Cryptographic Agility

tptacek · on May 24, 2016

I mostly agree with AGL, who is smarter than me, but I may take a step further.

Negotiation is the most dangerous feature in cryptography. Nobody has ever gotten it right (I mean that literally).

Therefore, in the same sense as Dan Bernstein used to have a design goal of "don't parse", "don't negotiate".

Instead of having protocols that negotiate features, we should have protocols that have simple versions, and the only negotiation that should ever occur is "is this protocol in the set of allowable versions for my local policy".

If a version gets something wrong, like using implicit IVs for CBC, or using a hilariously broken cipher like RC4, the whole protocol should version. RC4 should take you from TLS 1 to TLS 2. Lucky13 should take you from TLS 2 to TLS 3. Want to switch everyone to ChaCha/Poly? TLS 4 it is.

djcapelis · on May 24, 2016

Yep. So maybe we should try and ship this as a variant of TLS where we strip out a lot of the negotiation and extra features and just say "TLS2 means you use X, Y and Z."

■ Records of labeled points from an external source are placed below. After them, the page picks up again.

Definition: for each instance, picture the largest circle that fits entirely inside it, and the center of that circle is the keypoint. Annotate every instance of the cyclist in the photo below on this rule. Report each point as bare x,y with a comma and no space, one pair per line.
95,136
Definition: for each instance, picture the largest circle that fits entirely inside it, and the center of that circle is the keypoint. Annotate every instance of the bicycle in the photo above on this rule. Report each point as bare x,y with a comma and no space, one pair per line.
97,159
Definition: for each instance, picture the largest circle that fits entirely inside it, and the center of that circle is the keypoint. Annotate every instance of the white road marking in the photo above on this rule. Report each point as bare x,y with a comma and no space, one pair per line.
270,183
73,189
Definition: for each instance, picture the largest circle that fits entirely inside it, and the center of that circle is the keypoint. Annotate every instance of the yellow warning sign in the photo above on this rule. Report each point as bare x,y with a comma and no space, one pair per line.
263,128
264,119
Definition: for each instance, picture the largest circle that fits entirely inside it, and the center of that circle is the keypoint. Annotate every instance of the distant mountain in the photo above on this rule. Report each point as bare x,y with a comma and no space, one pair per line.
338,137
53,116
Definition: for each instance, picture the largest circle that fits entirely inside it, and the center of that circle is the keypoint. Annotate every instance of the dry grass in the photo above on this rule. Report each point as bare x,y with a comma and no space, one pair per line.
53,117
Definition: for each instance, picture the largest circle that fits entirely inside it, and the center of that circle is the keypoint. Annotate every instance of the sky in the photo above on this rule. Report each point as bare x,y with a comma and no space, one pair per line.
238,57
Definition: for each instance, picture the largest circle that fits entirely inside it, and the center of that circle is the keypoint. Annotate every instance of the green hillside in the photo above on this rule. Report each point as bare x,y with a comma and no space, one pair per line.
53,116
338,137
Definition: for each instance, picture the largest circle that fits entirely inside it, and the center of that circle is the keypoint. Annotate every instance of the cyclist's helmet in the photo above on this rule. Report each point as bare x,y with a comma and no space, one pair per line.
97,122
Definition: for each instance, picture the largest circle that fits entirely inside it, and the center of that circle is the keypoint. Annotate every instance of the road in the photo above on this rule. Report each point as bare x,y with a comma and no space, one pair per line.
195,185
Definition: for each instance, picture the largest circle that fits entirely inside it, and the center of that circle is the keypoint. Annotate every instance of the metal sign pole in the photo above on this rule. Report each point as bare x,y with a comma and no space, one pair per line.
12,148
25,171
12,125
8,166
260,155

I think it'd have a shot at being better than we've got now. And frankly, better than what TLS 1.3 is doing.

yuhong · on May 25, 2016

Unfortunately, the way it works in reality means adding ciphersuites is easier than adding new versions.

tptacek · on May 25, 2016

"Ciphersuites" simply should not be a thing. Each version of the protocol should hardcode one set of crypto primitives.

wolf550e · on May 25, 2016

What if people want AES-GCM on hardware with AESNI and CHACHA20-POLY1305 on all other hardware? Should those be two protocol versions that are both accepted by everyone and neither is planned to be deprecated? What about Ed25519 vs. Ed448?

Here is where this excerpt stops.